I felt The Splotch making its presence known.
“And I’m very, very ready for you to have a break from the show so we can figure out our normal without Avery Michaels popping his head between us every forty-five seconds.”
My sigh came out in a rush. “Yes, yes, and yes. I want that, too.”
He paused a minute, appearing to search my eyes for the answer to a question he wasn’t asking. “Okay,” he said, brushing a strand of hair away from my forehead. “That’s all I needed to know.” He slapped my rear, hard, as if we were getting ready to go out there and crush the Badgers’ offense. “Now let’s make some cupcakes.” He clapped once and nudged me gently away. “I need space to whisk.”
“No, you really don’t,” I said and commandeered his weapon. “You can fill the cupcake liners.”
He scoffed. “Cupcake liners? Are you even kidding me? Woman, I own my own diner. I know how to make a cake.”
I rolled my eyes. “Listen, if you are really attentive and you do everything perfectly, I might let you whip the buttercream. But only if you promise not to do something weird and diner-y, like crumbling a slice of crispy bacon on top or something.”
He stopped moving. After a moment of silence, he spoke. “That,” he said, “is brilliant.”
I groaned. “This is never going to work,” I said. I watched him search my fridge for bacon, listened to him threaten to go to the store (really quick!) to pick up a pound, and laughed at his sales pitch.
“Seriously,” I said again. “This project is doomed.”
“No!” he retorted, fist in the air. “This, my dear girl, is the perfect example of your ‘best life’! Bacon cupcakes are definitely the best of both our lives put together and then cranked up sixty notches.”
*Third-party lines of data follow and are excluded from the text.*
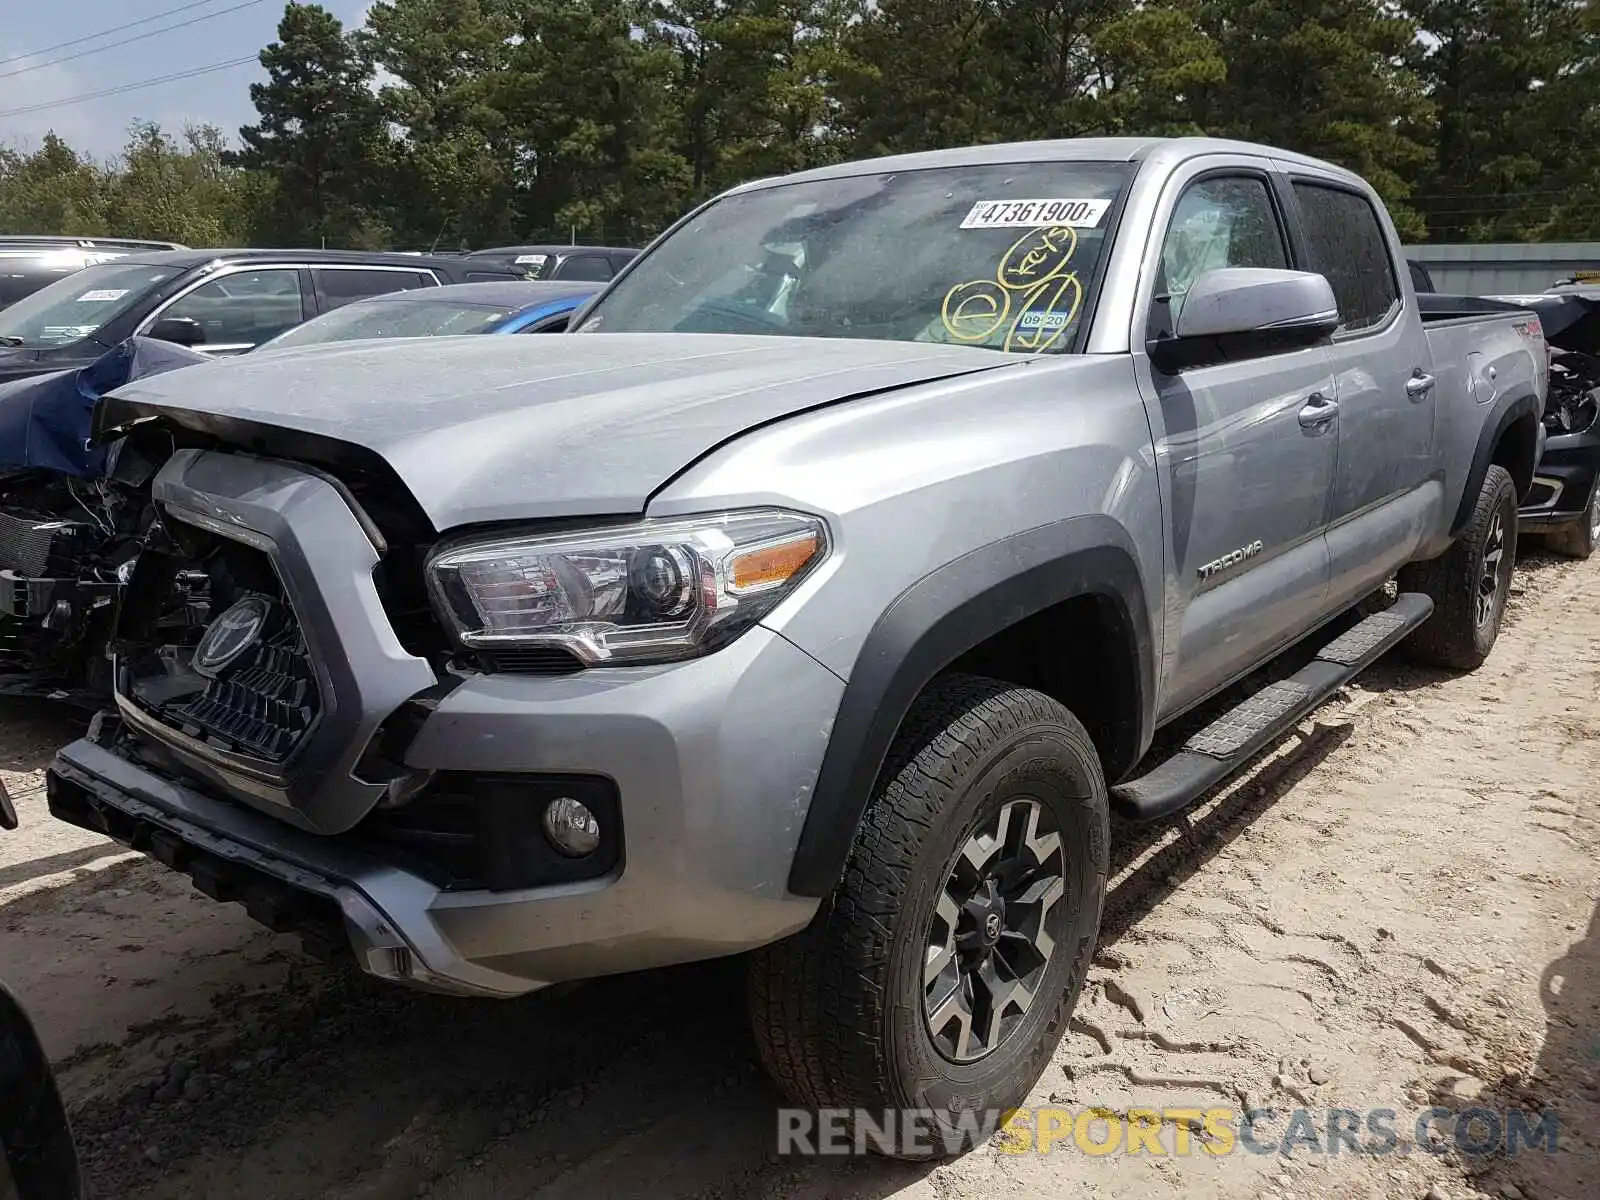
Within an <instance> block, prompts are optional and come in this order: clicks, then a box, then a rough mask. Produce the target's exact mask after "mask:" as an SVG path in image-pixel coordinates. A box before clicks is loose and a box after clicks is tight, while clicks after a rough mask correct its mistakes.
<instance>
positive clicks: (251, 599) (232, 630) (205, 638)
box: [194, 595, 272, 678]
mask: <svg viewBox="0 0 1600 1200" xmlns="http://www.w3.org/2000/svg"><path fill="white" fill-rule="evenodd" d="M270 613H272V608H270V605H269V603H267V602H266V600H262V598H261V597H259V595H246V597H245V598H243V600H240V602H238V603H237V605H234V606H232V608H229V610H227V611H226V613H222V616H219V618H218V619H216V621H213V622H211V626H210V627H208V629H206V630H205V637H202V638H200V645H198V646H195V656H194V669H195V670H198V672H200V674H202V675H205V677H206V678H216V677H218V675H219V674H221V672H224V670H226V669H227V667H229V666H232V664H234V662H237V661H238V658H240V656H242V654H243V653H245V651H246V650H250V648H251V646H253V645H256V642H258V640H259V638H261V630H262V629H264V627H266V624H267V616H269V614H270Z"/></svg>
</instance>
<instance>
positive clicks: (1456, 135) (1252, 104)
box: [0, 0, 1600, 250]
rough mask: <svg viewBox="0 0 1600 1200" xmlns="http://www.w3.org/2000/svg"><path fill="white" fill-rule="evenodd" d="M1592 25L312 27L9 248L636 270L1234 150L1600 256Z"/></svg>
mask: <svg viewBox="0 0 1600 1200" xmlns="http://www.w3.org/2000/svg"><path fill="white" fill-rule="evenodd" d="M1597 34H1600V11H1597V10H1595V8H1594V6H1592V5H1590V3H1589V0H378V3H374V5H373V6H371V10H370V11H368V16H366V21H365V24H363V26H362V27H360V29H344V27H342V26H341V22H339V21H338V19H336V18H334V16H333V14H331V13H328V11H326V10H325V8H322V6H320V5H314V3H290V5H288V6H286V8H285V13H283V19H282V22H280V24H278V32H277V40H275V42H272V43H270V45H269V46H267V48H266V50H262V51H261V66H262V67H264V70H266V75H267V78H266V82H264V83H256V85H251V88H250V93H251V101H253V102H254V107H256V112H258V120H256V123H253V125H248V126H245V128H243V130H240V131H238V139H237V142H230V139H229V138H226V136H224V133H222V131H219V130H218V128H214V126H192V128H187V130H184V131H182V133H181V134H176V136H174V134H173V133H171V131H166V130H162V128H158V126H155V125H149V123H142V125H136V126H134V128H133V130H131V133H130V141H128V144H126V147H125V149H123V152H122V154H120V155H117V157H115V158H114V160H110V162H93V160H91V158H88V157H85V155H82V154H77V152H75V150H74V149H72V147H70V146H67V144H66V142H64V141H61V139H59V138H56V136H53V134H51V136H46V138H45V139H43V142H42V146H38V147H37V149H34V150H30V152H24V150H21V149H13V150H3V149H0V232H35V234H40V232H53V234H78V235H94V234H99V235H122V237H150V238H163V240H174V242H184V243H187V245H227V243H234V245H326V246H358V248H382V246H398V248H413V250H427V248H440V250H456V248H466V246H483V245H494V243H507V242H533V240H558V242H566V240H579V242H584V240H587V242H619V243H638V242H642V240H643V238H648V237H650V235H653V234H654V232H658V230H659V229H661V227H662V226H666V224H667V222H669V221H672V219H674V218H675V216H678V214H680V213H682V211H685V210H686V208H688V206H690V205H693V203H696V202H698V200H702V198H706V197H707V195H712V194H715V192H717V190H720V189H723V187H728V186H731V184H736V182H741V181H744V179H752V178H760V176H770V174H779V173H786V171H794V170H800V168H805V166H814V165H822V163H829V162H837V160H842V158H853V157H864V155H877V154H893V152H899V150H918V149H930V147H941V146H960V144H970V142H994V141H1013V139H1030V138H1069V136H1094V134H1189V133H1205V134H1216V136H1229V138H1245V139H1250V141H1262V142H1269V144H1275V146H1282V147H1288V149H1294V150H1302V152H1306V154H1314V155H1318V157H1323V158H1330V160H1333V162H1338V163H1342V165H1346V166H1349V168H1352V170H1355V171H1360V173H1362V174H1365V176H1366V178H1368V179H1371V181H1373V182H1374V186H1376V187H1378V189H1379V190H1381V192H1382V195H1384V198H1386V202H1387V203H1389V205H1390V208H1392V211H1394V214H1395V219H1397V222H1398V224H1400V227H1402V232H1403V235H1405V237H1406V238H1411V240H1435V242H1461V240H1477V242H1485V240H1517V242H1520V240H1566V238H1571V240H1579V238H1600V192H1597V186H1600V86H1597V83H1600V53H1597V51H1600V38H1597Z"/></svg>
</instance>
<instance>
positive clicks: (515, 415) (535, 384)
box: [115, 333, 1019, 530]
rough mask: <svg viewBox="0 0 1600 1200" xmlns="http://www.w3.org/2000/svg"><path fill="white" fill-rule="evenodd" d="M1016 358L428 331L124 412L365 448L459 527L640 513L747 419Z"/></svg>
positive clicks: (710, 335) (953, 353) (727, 436)
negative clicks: (457, 333) (613, 514)
mask: <svg viewBox="0 0 1600 1200" xmlns="http://www.w3.org/2000/svg"><path fill="white" fill-rule="evenodd" d="M1018 362H1019V358H1018V357H1013V355H1003V354H998V352H995V350H979V349H973V347H962V346H938V344H922V342H877V341H846V339H821V338H763V336H725V334H634V333H594V334H539V336H526V338H418V339H406V341H373V342H336V344H330V346H317V347H306V349H299V350H293V349H291V350H267V352H258V354H250V355H243V357H240V358H234V360H227V362H221V363H211V365H206V366H197V368H192V370H187V371H176V373H173V374H168V376H160V378H157V379H149V381H138V382H133V384H130V386H126V387H122V389H118V390H117V394H115V398H117V402H118V403H117V408H118V416H122V414H126V413H128V406H130V405H131V406H133V413H134V414H141V413H142V414H168V416H171V418H173V419H176V421H179V422H181V424H195V426H202V427H210V429H226V426H227V421H242V422H250V424H253V426H272V427H280V429H291V430H298V432H302V434H312V435H317V437H323V438H333V440H338V442H344V443H354V445H358V446H365V448H368V450H371V451H374V453H378V454H379V456H381V458H382V459H384V461H386V462H387V464H389V466H390V467H392V469H394V472H395V474H397V475H398V477H400V478H402V480H403V482H405V485H406V486H408V488H410V490H411V493H413V494H414V496H416V501H418V502H419V504H421V506H422V510H424V512H426V514H427V517H429V520H430V522H432V525H434V528H437V530H448V528H454V526H459V525H470V523H478V522H496V520H531V518H542V517H566V515H605V514H635V512H642V510H643V509H645V504H646V501H648V499H650V496H651V494H653V493H654V491H656V490H659V488H661V486H662V485H664V483H666V482H667V480H670V478H672V477H674V475H677V474H678V472H680V470H683V467H686V466H690V464H691V462H694V461H696V459H698V458H701V456H702V454H706V453H707V451H710V450H714V448H715V446H718V445H720V443H723V442H726V440H728V438H731V437H736V435H738V434H742V432H746V430H749V429H754V427H757V426H762V424H766V422H770V421H776V419H781V418H784V416H792V414H795V413H803V411H806V410H811V408H818V406H821V405H827V403H834V402H838V400H846V398H851V397H859V395H867V394H872V392H882V390H886V389H894V387H904V386H909V384H918V382H928V381H934V379H947V378H952V376H957V374H965V373H970V371H982V370H997V368H1005V366H1010V365H1016V363H1018ZM194 414H200V418H202V419H200V421H195V419H194ZM213 418H214V419H213Z"/></svg>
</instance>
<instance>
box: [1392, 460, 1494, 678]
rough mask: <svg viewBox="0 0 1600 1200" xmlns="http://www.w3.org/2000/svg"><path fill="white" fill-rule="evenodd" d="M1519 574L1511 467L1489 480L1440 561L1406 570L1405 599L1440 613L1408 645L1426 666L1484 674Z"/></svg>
mask: <svg viewBox="0 0 1600 1200" xmlns="http://www.w3.org/2000/svg"><path fill="white" fill-rule="evenodd" d="M1515 568H1517V485H1515V483H1514V482H1512V478H1510V472H1509V470H1506V467H1498V466H1491V467H1490V469H1488V472H1486V474H1485V475H1483V486H1482V488H1480V490H1478V498H1477V502H1475V504H1474V506H1472V517H1470V518H1469V520H1467V526H1466V528H1464V530H1462V531H1461V536H1459V538H1458V539H1456V542H1454V544H1453V546H1451V547H1450V549H1448V550H1446V552H1445V554H1442V555H1440V557H1438V558H1432V560H1430V562H1426V563H1411V565H1410V566H1405V568H1403V570H1402V571H1400V578H1398V584H1400V590H1402V592H1424V594H1426V595H1429V597H1432V598H1434V614H1432V616H1430V618H1429V619H1427V621H1426V622H1424V624H1422V627H1421V629H1418V630H1416V632H1414V634H1413V635H1411V637H1410V638H1406V642H1405V651H1406V654H1410V656H1411V658H1413V659H1416V661H1419V662H1427V664H1430V666H1435V667H1450V669H1453V670H1477V669H1478V667H1480V666H1483V659H1486V658H1488V656H1490V651H1491V650H1493V648H1494V640H1496V638H1498V637H1499V629H1501V621H1502V619H1504V618H1506V600H1507V597H1509V595H1510V576H1512V571H1514V570H1515Z"/></svg>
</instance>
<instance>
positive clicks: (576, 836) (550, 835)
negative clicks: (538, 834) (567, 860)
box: [544, 795, 600, 858]
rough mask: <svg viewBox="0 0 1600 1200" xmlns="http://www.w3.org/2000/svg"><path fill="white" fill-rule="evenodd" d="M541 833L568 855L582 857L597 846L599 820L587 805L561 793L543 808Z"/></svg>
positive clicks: (599, 827)
mask: <svg viewBox="0 0 1600 1200" xmlns="http://www.w3.org/2000/svg"><path fill="white" fill-rule="evenodd" d="M544 835H546V837H547V838H550V845H552V846H555V848H557V850H560V851H562V853H563V854H566V856H570V858H584V856H587V854H594V853H595V850H598V848H600V821H598V819H595V814H594V813H590V811H589V808H587V805H582V803H579V802H578V800H573V798H571V797H570V795H563V797H560V798H558V800H552V802H550V803H549V805H547V806H546V810H544Z"/></svg>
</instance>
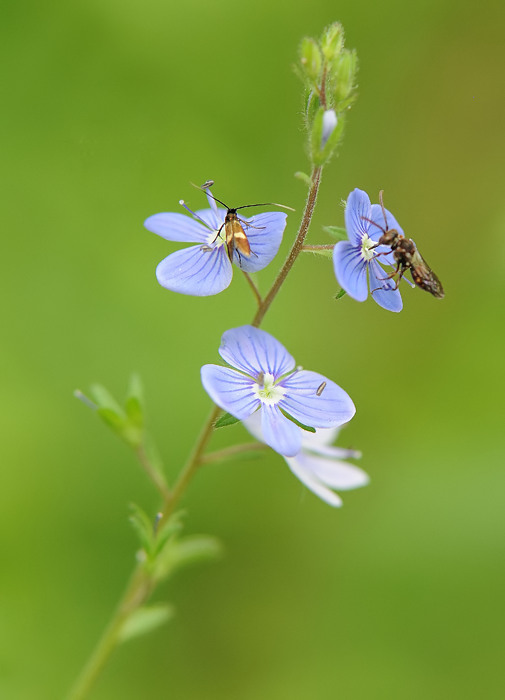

I shook my head and laughed at him, betting the cupcakes would not turn out well and hoping our relationship had much better odds.
20
THE dining room at Thrill still shimmered with light, though all the customers had long ago abandoned their clean plates, their soft linens, their empty glasses. The room radiated calm, a delicious irony since the ten hours before the night’s end were nothing short of controlled chaos. Standing on weary feet in the middle of the room, I took stock of the day.